Alternative tests

When there isn’t sufficient normality

When your samples are not normal enough, cannot use \(t\) procedures
Sometimes transforming the data (eg taking logs of all the values) will help
Or, use test with no assumptions about normality:
- for one sample, use sign test for median
- for two samples, use Mood’s median test
- for matched pairs, use sign test on differences.

One-sample: the IRS data

The IRS (“Internal Revenue Service”) is the US authority that deals with taxes (like Revenue Canada).
One of their forms is supposed to take no more than 160 minutes to complete. A citizen’s organization claims that it takes people longer than that on average.
Sample of 30 people; time to complete form recorded.
Read in data, and do \(t\)-test of \(H_0 : \mu = 160\) vs. \(H_a : \mu > 160\).
Only one column, so pretend it is delimited by something.

Packages

library(tidyverse)
library(smmr)

installation instructions for smmr later

Read in data

my_url <- "http://ritsokiguess.site/datafiles/irs.txt"
irs <- read_csv(my_url)
irs

Test whether mean is 160 or greater

with(irs, t.test(Time, mu = 160, 
                 alternative = "greater"))


    One Sample t-test

data:  Time
t = 1.8244, df = 29, p-value = 0.03921
alternative hypothesis: true mean is greater than 160
95 percent confidence interval:
 162.8305      Inf
sample estimates:
mean of x 
 201.2333

Reject null; mean (for all people to complete form) greater than 160.

But, look at a graph

ggplot(irs, aes(x = Time)) + geom_histogram(bins = 6)

Comments

Skewed to right.
Should look at median, not mean.

The sign test

But how to test whether the median is greater than 160?
Idea: if the median really is 160 (\(H_0\) true), the sampled values from the population are equally likely to be above or below 160.
If the population median is greater than 160, there will be a lot of sample values greater than 160, not so many less. Idea: test statistic is number of sample values greater than hypothesized median.
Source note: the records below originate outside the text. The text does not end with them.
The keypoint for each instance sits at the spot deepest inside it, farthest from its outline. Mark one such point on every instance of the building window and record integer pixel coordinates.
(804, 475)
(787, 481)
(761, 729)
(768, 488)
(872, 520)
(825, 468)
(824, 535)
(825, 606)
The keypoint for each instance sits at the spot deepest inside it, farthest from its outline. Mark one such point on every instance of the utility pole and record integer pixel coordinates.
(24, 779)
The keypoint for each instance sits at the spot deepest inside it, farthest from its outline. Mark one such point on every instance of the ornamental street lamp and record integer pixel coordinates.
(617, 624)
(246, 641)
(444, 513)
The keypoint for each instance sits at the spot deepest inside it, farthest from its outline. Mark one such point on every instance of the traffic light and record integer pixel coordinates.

Getting a P-value for sign test 1/3

How to decide whether “unusually many” sample values are greater than 160? Need a sampling distribution.
If \(H_0\) true, pop. median is 160, then each sample value independently equally likely to be above or below 160.
So number of observed values above 160 has binomial distribution with \(n = 30\) (number of data values) and \(p = 0.5\) (160 is hypothesized to be median).

Getting P-value for sign test 2/3

Count values above/below 160:

irs %>% count(Time > 160)

17 above, 13 below. How unusual is that? Need a binomial table.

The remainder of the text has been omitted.